Your Privilege
Kendra Ross
26823

What this discussion entails which isn’t spoken of enough is that the Empathy you seek of me requires me to use my privilege. If im going to convince other men to think twice about their ways I have to use my privilege. If I’m going to aggressively stop someone being mean or sexist to you I’m going to have to use my privilege. My wife and child at home expect me to use that privilege to win as much bread as possible as the husband because we need it to maintain our lifestyle and pay the bills.

My privilege isn’t the problem. The women in my life need it as much as I do. The point here is you cant have real equality and empathy at the same time. Those 2 concepts don’t mix well. You can either fight equality in which case it’s a dog fight and you don’t expect anyone to help you out or you can ask for empathy understanding that the person who has to help you has an advantage you don’t have that you in turn can take advantage of.

It’s the double standard entailed in both asking me to check my privilege and at the same time empathize with you and do something about the other (few) men who are sexist to you, that rubs most men the wrong way.
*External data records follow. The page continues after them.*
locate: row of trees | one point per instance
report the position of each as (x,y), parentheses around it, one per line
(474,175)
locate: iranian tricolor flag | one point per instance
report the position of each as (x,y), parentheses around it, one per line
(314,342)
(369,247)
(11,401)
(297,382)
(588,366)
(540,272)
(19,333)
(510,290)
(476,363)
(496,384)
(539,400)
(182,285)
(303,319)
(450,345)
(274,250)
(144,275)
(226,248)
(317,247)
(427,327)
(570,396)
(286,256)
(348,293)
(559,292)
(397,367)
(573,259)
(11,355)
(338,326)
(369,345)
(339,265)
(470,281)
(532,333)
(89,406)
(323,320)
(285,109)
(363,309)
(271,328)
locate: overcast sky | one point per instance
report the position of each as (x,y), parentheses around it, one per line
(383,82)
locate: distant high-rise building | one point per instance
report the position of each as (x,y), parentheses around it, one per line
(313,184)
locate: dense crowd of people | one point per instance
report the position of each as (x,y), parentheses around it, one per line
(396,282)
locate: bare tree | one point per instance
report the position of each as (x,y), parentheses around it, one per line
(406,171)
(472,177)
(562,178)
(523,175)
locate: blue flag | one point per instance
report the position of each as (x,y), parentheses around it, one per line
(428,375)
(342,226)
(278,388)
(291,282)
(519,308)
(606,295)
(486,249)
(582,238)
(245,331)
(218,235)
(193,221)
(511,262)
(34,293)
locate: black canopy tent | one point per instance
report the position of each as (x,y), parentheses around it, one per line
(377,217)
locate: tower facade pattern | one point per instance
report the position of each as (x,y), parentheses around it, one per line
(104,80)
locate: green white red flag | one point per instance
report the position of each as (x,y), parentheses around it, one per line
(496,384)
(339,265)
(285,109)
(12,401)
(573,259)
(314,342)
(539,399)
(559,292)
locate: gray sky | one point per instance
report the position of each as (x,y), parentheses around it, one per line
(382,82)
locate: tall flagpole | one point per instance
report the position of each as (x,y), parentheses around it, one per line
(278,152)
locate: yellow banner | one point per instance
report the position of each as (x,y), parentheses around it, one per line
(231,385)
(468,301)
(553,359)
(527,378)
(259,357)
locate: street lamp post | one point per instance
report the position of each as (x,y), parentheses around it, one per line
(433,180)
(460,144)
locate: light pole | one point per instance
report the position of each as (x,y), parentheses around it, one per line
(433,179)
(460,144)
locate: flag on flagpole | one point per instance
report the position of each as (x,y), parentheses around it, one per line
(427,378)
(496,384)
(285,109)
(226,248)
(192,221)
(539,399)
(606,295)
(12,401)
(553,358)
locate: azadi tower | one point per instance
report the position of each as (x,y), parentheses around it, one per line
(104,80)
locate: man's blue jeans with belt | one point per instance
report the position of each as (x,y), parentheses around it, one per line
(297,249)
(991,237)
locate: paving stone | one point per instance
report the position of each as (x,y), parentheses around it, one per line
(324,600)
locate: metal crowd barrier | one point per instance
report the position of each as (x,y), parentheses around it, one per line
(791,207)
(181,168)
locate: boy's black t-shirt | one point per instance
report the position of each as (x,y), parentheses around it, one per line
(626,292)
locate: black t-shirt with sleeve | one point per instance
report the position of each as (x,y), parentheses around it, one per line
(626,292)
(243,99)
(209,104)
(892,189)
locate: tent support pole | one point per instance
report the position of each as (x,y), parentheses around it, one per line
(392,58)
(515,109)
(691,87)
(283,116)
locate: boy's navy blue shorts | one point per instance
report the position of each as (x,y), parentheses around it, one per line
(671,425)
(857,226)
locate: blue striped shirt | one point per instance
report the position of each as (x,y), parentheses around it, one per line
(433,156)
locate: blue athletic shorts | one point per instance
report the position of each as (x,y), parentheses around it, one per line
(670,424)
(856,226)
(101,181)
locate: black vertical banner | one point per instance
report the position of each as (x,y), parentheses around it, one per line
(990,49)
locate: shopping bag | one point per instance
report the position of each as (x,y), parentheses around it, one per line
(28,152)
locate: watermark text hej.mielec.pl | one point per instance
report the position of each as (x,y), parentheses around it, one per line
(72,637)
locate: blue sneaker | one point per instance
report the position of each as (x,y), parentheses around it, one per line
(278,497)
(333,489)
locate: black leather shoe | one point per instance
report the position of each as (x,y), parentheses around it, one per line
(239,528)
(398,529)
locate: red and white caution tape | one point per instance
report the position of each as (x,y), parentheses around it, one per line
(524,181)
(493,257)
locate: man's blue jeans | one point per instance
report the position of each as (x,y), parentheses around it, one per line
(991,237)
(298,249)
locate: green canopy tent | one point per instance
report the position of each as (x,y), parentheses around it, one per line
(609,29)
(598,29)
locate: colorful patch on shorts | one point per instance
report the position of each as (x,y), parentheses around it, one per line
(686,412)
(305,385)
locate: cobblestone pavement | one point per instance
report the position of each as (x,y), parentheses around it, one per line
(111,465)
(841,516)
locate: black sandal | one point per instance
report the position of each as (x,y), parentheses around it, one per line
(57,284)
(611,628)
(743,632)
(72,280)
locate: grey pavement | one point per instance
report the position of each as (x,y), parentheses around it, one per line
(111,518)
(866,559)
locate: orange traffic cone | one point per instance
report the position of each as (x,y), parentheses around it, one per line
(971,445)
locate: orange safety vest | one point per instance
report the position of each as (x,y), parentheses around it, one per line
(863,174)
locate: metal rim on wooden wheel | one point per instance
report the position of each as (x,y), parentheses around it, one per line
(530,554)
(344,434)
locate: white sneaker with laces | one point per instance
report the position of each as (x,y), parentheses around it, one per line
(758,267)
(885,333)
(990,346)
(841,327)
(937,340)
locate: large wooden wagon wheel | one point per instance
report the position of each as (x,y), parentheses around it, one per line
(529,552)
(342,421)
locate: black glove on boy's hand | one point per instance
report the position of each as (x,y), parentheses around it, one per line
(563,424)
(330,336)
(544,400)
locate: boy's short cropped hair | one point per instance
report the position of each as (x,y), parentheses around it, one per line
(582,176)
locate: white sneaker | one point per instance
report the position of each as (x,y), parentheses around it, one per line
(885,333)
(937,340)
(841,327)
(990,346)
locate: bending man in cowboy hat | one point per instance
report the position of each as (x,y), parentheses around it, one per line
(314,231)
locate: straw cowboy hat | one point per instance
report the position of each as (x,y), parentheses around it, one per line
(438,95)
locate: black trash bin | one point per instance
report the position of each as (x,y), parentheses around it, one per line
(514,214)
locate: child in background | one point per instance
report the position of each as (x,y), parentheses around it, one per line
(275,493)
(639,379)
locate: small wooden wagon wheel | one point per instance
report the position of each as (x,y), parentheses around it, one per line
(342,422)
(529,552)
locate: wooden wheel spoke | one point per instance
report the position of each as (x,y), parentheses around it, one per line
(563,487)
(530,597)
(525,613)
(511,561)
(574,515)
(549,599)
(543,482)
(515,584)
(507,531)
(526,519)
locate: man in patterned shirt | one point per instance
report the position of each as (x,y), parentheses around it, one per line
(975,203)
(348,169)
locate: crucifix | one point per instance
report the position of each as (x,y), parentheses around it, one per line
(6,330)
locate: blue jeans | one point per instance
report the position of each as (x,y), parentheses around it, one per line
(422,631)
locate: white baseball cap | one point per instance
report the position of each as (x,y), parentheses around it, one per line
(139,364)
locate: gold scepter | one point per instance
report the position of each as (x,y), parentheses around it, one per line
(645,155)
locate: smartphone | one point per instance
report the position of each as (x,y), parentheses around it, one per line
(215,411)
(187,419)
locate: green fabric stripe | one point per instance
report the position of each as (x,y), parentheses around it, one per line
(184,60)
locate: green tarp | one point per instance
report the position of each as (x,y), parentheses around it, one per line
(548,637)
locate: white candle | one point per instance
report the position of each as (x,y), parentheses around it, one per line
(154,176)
So lets agree on somethings. You need my help or at the least my empathy. Women need to agree you can’t win this battle on your own. You need me to be a good man and use my privilege for a greater good. Take note that this will also mean you agree that I have an unassailable advantage in this one area. Are you women willing to agree to that. Can you handle the truth that some inequality between men and women must remain for you to achieve your aims. Else we leave you to it to battle the (few) sexist men and see if you can change them by education (this will require you to understand that the way you teach a life lesson to a male may be different to how you teach it to a female) while I grab some popcorn…you know since we are all equal n all.